Are both objective functions really equivalent?

37 Views Asked by At

Suppose that $X_1, X_2, \dots, X_n$ form an iid sample drawn from some probability distribution with unknown density $g$. In Theorem 3.1 in [1] it is shown that minimization of $$A_0(g) = -n^{-1}\sum_{i=1}^ng(X_i)$$ subject to $$\int\exp(g(u))\,\mathrm du = 1$$ is equivalent to minimization of $$A(g) = -n^{-1}\sum_{i=1}^ng(X_i) + \int\exp(g(u))\,\mathrm du.$$ Both objective functions are minimized with respect to $g$ over a suitable class of functions $\mathcal S$.

To prove the claim, an auxiliary function $g^* = g - \log\left(\int\exp(g(u))\,\mathrm du\right)$ is constructed. Then, since $$A(g^*) = A(g) + 1 - \int\exp(g(u))\,\mathrm du+ \log\left(\int\exp(g(u))\,\mathrm du\right),$$ it follows that $A(g^*)\leq A(g)$ by the the inequality $x\leq\exp(x)$. The proof then concludes that if $\hat g$ minimizes $A(g)$ it necessarily has to satisfy $$\int\exp(g(u))\,\mathrm du = 1,$$ which makes both objective functions equivalent.

I don't understand the last step. Why does it suffice to consider this auxiliary function in order to prove the claim? I tried to use a Lagrangian approach for the first objective and took $\mathcal S$ to be the set of all polynomials. Both objectives led to different results. So is this theorem even true?

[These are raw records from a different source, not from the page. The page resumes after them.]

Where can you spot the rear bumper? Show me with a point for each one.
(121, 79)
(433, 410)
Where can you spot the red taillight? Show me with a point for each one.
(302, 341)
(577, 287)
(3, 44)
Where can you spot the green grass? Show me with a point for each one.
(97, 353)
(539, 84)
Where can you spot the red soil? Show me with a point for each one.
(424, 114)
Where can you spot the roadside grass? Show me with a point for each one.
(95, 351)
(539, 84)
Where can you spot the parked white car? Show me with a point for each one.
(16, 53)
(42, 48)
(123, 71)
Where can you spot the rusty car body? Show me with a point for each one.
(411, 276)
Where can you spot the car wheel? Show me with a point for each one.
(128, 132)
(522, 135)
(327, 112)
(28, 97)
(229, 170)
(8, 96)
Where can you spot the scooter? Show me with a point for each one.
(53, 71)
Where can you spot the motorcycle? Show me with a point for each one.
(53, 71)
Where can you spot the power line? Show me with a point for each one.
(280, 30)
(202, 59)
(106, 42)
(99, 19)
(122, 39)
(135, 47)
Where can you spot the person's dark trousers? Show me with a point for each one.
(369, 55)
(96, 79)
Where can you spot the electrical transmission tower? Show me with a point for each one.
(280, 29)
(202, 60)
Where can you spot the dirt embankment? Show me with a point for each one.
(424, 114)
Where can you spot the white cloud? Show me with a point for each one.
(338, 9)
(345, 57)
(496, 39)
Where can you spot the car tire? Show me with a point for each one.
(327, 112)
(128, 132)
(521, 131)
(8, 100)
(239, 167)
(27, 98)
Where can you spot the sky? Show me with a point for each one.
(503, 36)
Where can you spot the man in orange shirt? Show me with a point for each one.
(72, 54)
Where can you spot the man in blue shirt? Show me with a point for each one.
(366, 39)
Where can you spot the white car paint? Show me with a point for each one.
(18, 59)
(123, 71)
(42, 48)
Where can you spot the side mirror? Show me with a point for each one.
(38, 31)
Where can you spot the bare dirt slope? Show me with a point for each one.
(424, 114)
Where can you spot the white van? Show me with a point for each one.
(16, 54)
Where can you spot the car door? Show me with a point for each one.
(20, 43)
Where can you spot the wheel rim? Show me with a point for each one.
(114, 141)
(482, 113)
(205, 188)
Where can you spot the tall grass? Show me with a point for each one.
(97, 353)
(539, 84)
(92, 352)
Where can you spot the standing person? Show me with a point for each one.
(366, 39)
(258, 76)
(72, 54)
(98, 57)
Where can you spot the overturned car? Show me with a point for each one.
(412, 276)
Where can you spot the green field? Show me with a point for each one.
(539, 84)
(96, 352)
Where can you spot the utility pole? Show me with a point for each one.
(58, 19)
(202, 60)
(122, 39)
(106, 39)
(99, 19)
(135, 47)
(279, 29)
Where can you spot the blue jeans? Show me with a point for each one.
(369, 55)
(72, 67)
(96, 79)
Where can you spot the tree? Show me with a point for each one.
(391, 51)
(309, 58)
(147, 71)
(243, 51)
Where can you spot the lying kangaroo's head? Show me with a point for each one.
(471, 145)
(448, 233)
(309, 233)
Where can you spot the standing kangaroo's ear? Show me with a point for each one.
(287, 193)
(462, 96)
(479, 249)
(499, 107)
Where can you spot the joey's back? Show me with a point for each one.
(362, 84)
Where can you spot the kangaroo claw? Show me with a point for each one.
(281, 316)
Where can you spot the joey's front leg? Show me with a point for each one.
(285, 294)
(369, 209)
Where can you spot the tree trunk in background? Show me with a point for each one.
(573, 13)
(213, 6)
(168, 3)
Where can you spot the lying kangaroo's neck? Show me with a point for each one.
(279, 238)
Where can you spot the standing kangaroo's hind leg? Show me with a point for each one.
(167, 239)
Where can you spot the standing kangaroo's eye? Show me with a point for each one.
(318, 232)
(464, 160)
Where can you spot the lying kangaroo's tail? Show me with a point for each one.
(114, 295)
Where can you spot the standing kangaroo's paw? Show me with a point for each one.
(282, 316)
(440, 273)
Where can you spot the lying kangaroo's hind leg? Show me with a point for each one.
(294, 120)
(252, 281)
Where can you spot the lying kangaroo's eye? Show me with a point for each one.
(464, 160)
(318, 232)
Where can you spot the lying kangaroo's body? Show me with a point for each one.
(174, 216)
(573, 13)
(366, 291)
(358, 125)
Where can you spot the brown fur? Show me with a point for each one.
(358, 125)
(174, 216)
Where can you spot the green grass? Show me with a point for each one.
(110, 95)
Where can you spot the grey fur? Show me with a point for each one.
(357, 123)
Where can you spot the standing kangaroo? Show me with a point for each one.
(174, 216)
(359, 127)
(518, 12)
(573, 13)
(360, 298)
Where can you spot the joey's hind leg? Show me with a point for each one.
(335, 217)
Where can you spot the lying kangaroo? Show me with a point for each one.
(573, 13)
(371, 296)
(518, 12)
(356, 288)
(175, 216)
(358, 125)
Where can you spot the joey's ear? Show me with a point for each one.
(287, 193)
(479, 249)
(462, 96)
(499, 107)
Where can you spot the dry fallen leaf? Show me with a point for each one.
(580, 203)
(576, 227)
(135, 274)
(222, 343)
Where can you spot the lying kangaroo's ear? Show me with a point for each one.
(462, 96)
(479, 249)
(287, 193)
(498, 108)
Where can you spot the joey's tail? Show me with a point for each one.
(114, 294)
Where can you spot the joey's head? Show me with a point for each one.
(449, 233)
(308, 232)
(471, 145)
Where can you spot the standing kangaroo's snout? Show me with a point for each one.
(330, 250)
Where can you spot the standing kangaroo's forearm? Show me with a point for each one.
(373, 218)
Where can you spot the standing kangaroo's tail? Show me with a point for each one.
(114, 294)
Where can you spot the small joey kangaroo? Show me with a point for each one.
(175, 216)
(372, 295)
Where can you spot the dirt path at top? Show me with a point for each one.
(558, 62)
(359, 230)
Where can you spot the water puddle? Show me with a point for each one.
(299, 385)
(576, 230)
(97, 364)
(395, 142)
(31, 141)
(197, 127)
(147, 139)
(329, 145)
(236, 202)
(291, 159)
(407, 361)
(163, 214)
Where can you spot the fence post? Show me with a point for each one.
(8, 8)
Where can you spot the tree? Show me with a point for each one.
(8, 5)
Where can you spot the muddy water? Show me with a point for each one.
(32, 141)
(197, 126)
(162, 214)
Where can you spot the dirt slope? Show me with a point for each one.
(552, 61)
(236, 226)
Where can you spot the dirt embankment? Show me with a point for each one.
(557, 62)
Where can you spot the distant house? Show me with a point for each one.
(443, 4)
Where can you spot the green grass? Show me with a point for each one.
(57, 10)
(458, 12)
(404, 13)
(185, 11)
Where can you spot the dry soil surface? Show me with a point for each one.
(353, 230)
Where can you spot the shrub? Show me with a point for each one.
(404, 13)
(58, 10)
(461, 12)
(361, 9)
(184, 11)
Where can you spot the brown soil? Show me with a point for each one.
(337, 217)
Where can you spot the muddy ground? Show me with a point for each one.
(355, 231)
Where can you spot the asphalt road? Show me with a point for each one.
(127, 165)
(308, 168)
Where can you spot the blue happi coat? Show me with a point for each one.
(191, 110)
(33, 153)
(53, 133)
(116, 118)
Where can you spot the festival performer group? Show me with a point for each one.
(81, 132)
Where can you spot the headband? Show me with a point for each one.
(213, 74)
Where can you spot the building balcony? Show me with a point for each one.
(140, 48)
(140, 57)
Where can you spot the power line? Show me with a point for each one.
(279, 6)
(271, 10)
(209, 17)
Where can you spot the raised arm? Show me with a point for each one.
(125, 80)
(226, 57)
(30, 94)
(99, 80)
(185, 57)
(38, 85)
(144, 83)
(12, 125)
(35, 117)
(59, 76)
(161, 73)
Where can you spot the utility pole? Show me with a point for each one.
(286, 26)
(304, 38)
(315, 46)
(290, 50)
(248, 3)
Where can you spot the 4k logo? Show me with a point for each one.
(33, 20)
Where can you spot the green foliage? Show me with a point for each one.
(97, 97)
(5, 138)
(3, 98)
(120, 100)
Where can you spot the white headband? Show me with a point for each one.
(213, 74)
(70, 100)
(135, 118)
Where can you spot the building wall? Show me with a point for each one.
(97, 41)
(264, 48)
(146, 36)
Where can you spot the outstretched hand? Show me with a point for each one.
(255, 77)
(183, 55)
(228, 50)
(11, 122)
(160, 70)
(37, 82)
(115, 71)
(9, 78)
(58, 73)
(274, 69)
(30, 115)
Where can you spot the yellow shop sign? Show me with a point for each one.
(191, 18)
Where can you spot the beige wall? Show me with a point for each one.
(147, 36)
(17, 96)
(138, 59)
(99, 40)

[1] https://projecteuclid.org/journals/annals-of-statistics/volume-10/issue-3/On-the-Estimation-of-a-Probability-Density-Function-by-the/10.1214/aos/1176345872.full

1

There are 1 best solutions below

6
On BEST ANSWER

$\hat{g}$ must satisfy $A((\hat{g})^*)=A(\hat{g})$ because we know $A((\hat{g})^*) \le A(\hat{g})$ and because we know $\hat{g}$ minimizes $A$.

If you know $A$ has a unique minimizer, then you can conclude $(\hat{g})^*=\hat{g}$, in which case $\int e^{\hat{g}(u)} \, du = 1$.

Otherwise, the best you can say is "there exists a minimizer of $A$, call it $\tilde{g}$, that satisfies $\int e^{\tilde{g}(u)} \, du = 1$," which you can obtain by taking any minimizer $\hat{g}$ of $A$ and considering $\tilde{g} := (\hat{g})^*$.